3). What’s the grossest thing you’ve ever eaten?- Every child has had at least one bad experience with food. How did they react at that first taste of not-so-good something? What were their thoughts before tasting it? What would it take for them to try it again? or... What food would you wish didn’t exist? Some kids are notoriously dreading the vegetables. Others the protein! You may have an idea of your child’s picky eating habits, but choosing just ONE food that they could avoid forever? You might be surprised...
4). Money and Food- It can be comical how younger children conceptualize money. Ask How much money do you think the turkey cost? the stuffing? or What’s the most/least expensive food on the table? For younger kids, teaching concepts of more/less is great language stimulation. For the older kids, maybe this is a good way to give them their first lesson in money, saving, and spending.
5).
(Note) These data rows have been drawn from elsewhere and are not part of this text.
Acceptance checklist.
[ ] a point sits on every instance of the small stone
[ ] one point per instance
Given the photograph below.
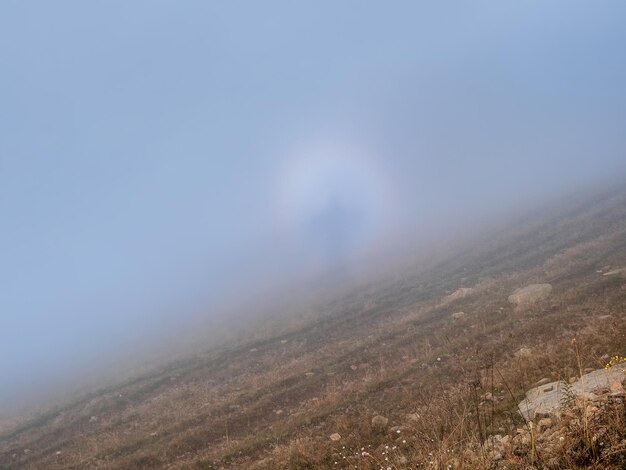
(544, 424)
(412, 417)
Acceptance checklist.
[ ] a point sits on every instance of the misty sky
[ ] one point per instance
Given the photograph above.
(164, 157)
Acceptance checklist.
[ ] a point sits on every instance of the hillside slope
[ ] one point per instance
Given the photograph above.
(438, 382)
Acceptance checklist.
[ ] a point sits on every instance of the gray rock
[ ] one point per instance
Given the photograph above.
(379, 422)
(547, 398)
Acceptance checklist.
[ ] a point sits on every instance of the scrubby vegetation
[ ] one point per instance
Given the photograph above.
(386, 376)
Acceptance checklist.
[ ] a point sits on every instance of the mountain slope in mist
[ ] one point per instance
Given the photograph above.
(392, 372)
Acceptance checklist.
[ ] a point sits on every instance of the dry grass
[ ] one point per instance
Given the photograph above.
(392, 350)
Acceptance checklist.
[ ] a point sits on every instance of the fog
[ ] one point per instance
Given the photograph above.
(164, 164)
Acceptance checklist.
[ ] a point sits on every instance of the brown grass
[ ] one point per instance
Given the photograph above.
(393, 350)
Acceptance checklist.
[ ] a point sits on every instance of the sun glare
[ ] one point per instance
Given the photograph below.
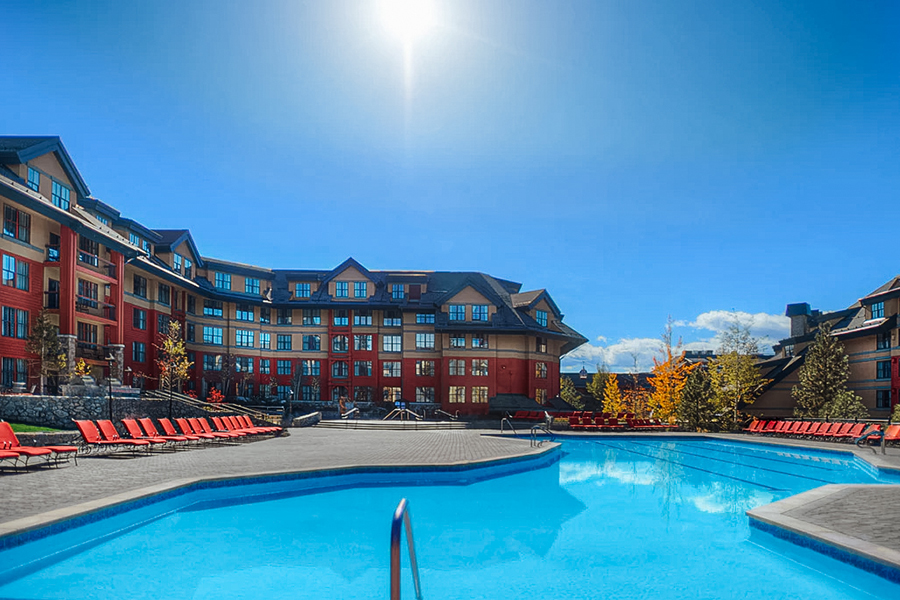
(409, 20)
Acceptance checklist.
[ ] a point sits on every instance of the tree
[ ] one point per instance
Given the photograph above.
(44, 342)
(668, 376)
(172, 362)
(822, 392)
(612, 397)
(734, 378)
(697, 409)
(569, 394)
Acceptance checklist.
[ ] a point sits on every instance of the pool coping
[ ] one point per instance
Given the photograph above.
(26, 529)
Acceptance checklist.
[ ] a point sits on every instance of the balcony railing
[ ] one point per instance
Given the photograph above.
(89, 306)
(95, 263)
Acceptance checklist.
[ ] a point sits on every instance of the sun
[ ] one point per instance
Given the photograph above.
(408, 20)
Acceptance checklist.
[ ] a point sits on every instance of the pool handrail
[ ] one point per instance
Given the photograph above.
(401, 515)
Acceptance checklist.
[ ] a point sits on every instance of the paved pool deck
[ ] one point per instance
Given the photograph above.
(852, 518)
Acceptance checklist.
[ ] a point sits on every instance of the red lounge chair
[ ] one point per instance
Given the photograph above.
(10, 443)
(170, 431)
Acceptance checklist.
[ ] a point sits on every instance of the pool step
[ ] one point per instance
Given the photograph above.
(391, 425)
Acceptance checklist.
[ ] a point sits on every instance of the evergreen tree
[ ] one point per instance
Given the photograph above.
(44, 342)
(822, 392)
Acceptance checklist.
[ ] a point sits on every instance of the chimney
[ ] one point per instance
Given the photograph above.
(799, 314)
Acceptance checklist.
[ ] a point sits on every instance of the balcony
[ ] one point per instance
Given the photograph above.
(97, 264)
(89, 306)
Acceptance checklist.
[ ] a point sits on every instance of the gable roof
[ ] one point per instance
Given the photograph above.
(17, 150)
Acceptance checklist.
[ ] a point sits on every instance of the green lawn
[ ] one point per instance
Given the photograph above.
(19, 428)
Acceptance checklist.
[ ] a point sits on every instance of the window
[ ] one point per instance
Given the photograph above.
(139, 319)
(16, 224)
(424, 341)
(34, 179)
(391, 343)
(479, 367)
(425, 368)
(164, 294)
(243, 364)
(162, 323)
(243, 312)
(223, 281)
(15, 272)
(212, 308)
(479, 312)
(340, 369)
(309, 367)
(139, 287)
(457, 394)
(311, 343)
(59, 195)
(340, 343)
(243, 338)
(212, 335)
(283, 342)
(362, 341)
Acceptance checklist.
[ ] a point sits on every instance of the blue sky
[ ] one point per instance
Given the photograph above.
(638, 159)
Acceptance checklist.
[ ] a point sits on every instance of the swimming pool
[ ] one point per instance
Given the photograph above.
(615, 517)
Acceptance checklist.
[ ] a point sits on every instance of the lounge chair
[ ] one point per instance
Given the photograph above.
(10, 443)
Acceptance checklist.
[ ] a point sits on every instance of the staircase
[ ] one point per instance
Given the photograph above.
(372, 424)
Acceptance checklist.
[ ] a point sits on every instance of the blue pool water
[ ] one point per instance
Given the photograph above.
(614, 518)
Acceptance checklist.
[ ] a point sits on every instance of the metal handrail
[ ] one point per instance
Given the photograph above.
(402, 515)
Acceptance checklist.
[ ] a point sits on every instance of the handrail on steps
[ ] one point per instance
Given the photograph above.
(401, 515)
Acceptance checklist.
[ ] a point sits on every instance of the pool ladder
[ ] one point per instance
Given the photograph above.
(401, 516)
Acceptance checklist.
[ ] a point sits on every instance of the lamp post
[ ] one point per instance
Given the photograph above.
(109, 362)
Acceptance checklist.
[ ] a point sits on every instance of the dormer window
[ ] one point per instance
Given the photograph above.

What do you remember about last Thanksgiving most?- Taking a stroll down memory lane can help encourage good story-telling skills, a skill that promotes academic success. Have your child paint the picture and use details. Don’t be afraid to prompt them and ask “What else to you remember?” and “And then what?”
6). The Missing Person- Who do you wish was here at dinner now? Your child may choose a famous actor, singer, or athlete. Or maybe a cousin or grandparent. It’s always good to talk about the people you love and admire, so your children look for the same qualities in their hero/heroine.
Hopefully these conversation starters will create memories and laughs at your table. Happy Thanksgiving!